An improved framework for multi-objective optimization of cementitious composites using Taguchi-TOPSIS approach

被引:1
作者
Rawat, Sanket [1 ,2 ]
Cui, Hanwen [2 ,3 ]
Xie, Yuekai [2 ]
Guo, Yingying [2 ,4 ]
Lee, Chi King [2 ]
Zhang, Yixia [5 ]
机构
[1] Univ Technol Sydney UTS, Sch Civil & Environm Engn, Sydney, NSW 2007, Australia
[2] Univ New South Wales, Sch Engn & Technol, Canberra, ACT 2600, Australia
[3] Queensland Dept Transport & Main Rd, Nerang, Qld 4211, Australia
[4] Major Projects Canberra, Civil Branch, Infrastruct Delivery Partner, Canberra, ACT 2606, Australia
[5] Western Sydney Univ, Ctr Adv Mfg Technol, Sch Engn Design & Built Environm, Penrith, NSW 2751, Australia
关键词
Cementitious composites; Multi-objective optimization; Normalization; Taguchi method; TOPSIS; STRENGTH; PROPORTIONS; CONCRETE;
D O I
10.1016/j.eswa.2025.126732
中图分类号
TP18 [人工智能理论];
学科分类号
081104 ; 0812 ; 0835 ; 1405 ;
摘要
The traditional Technique for Order of Preference by Similarity to Ideal Solution (TOPSIS) methodology is commonly used for the multi-objective optimization of cementitious composites, allowing the simultaneous optimization of various mechanical and physical properties. Due to the significant scale differences among these properties, such as target strength (ranging from tens to hundreds) and strain (typically 0-1%), normalization is essential for accurate comparison.

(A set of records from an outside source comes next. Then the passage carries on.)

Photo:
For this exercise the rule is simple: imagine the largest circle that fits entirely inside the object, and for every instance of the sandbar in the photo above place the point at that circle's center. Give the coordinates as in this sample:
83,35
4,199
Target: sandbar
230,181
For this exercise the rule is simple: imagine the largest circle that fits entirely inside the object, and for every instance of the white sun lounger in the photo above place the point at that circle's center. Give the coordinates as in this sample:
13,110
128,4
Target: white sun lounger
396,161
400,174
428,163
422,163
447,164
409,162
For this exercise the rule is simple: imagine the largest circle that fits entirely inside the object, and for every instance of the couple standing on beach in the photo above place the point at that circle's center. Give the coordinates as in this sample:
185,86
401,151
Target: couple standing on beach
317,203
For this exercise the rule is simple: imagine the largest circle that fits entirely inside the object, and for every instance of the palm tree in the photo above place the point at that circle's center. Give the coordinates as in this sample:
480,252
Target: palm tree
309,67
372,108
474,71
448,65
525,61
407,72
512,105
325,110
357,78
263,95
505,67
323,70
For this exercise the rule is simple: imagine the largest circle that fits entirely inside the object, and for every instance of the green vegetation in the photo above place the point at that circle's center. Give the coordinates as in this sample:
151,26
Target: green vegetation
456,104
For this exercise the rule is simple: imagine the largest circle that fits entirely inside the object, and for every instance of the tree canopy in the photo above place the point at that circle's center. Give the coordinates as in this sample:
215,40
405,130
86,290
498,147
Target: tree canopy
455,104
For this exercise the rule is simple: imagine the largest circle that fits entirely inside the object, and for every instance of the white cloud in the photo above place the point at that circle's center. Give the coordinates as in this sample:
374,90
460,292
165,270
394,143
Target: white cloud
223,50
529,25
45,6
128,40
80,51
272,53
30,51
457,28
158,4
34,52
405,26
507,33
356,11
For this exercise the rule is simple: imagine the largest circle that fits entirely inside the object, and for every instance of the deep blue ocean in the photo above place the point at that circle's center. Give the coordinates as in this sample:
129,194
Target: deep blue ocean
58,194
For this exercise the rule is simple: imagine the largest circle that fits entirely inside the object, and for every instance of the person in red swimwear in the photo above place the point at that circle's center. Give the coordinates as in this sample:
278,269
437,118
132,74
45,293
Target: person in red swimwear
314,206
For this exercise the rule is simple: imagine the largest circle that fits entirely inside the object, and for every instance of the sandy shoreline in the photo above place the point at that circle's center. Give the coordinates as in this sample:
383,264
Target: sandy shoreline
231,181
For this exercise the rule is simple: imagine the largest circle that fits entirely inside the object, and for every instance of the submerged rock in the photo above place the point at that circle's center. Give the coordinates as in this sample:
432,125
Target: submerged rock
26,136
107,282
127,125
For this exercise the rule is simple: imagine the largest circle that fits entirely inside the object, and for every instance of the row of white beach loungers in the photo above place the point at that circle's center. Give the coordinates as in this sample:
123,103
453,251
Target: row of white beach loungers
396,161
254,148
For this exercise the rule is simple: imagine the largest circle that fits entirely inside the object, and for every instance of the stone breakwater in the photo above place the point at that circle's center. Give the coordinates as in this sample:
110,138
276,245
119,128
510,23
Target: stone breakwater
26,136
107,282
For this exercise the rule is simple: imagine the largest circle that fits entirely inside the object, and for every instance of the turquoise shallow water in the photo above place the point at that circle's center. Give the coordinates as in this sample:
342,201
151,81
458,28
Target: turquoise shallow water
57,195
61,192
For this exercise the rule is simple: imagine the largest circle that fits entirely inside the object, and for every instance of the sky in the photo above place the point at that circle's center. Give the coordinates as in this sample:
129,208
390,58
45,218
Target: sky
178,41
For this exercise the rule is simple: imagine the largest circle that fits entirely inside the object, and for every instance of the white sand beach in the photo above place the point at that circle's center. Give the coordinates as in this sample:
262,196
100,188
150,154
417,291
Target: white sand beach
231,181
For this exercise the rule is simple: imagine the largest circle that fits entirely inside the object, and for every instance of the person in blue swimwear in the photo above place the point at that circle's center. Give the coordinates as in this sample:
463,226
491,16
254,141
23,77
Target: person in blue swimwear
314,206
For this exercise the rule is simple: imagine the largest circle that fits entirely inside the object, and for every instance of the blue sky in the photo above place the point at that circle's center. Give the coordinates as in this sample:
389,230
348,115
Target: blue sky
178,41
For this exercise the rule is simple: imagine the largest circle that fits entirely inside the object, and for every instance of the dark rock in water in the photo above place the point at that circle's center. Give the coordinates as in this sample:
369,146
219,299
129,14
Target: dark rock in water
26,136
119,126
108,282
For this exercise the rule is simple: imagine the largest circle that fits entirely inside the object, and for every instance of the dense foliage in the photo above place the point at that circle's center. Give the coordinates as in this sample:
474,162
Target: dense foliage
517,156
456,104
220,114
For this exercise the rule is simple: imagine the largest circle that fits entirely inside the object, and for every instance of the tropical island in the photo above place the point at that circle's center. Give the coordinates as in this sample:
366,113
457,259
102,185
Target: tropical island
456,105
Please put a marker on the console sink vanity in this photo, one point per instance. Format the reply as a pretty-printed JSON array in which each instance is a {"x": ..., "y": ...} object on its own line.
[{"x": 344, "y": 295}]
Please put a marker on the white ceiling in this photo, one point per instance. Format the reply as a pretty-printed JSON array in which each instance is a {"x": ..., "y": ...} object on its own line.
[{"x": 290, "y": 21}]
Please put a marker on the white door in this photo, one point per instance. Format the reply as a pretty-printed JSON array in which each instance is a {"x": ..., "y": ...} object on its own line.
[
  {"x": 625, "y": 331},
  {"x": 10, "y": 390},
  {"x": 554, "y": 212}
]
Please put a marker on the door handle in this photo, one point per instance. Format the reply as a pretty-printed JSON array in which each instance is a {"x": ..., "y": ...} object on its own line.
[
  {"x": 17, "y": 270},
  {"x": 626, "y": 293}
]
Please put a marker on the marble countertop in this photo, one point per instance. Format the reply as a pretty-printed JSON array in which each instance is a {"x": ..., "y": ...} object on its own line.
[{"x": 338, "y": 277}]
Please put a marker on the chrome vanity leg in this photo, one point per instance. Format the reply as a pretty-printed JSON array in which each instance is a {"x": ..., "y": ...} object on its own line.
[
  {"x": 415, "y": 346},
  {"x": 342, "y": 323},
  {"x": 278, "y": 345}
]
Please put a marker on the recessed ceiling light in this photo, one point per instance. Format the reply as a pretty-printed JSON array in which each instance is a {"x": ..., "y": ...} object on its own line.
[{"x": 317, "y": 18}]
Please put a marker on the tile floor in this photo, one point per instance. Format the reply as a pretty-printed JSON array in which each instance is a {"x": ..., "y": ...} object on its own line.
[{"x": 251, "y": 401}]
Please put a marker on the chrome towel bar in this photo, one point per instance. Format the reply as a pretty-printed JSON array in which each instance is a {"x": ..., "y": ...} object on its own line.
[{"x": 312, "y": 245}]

However, current civil engineering practices often employ fixed normalization methods, which may not always lead to optimal performance. This study addresses this limitation by proposing a novel framework for evaluating normalization methods within the TOPSIS process. The framework integrates metrics such as the Ranking Consistency Index (RCI), Spearman Correlation (SC), Rank Variance (RV), plurality voting, and Pareto dominance sorting to identify and exclude unsuitable normalization techniques. It was validated using three experimental datasets: hybrid fibre engineered cementitious composites, recycled aggregate concrete, and geopolymer concrete. The results showed considerable variation in optimization outcomes depending on the normalization method. For the tested datasets, the framework identified the Linear max-min and Lai and Hwang methods as superior due to their higher RCI, SC and lower RV, and these methods also resulted in optimal properties, thereby confirming the effectiveness of the framework. Overall, the study highlights the critical role of selecting suitable normalization methods in multi-response optimization and demonstrates how the proposed framework improves optimization accuracy.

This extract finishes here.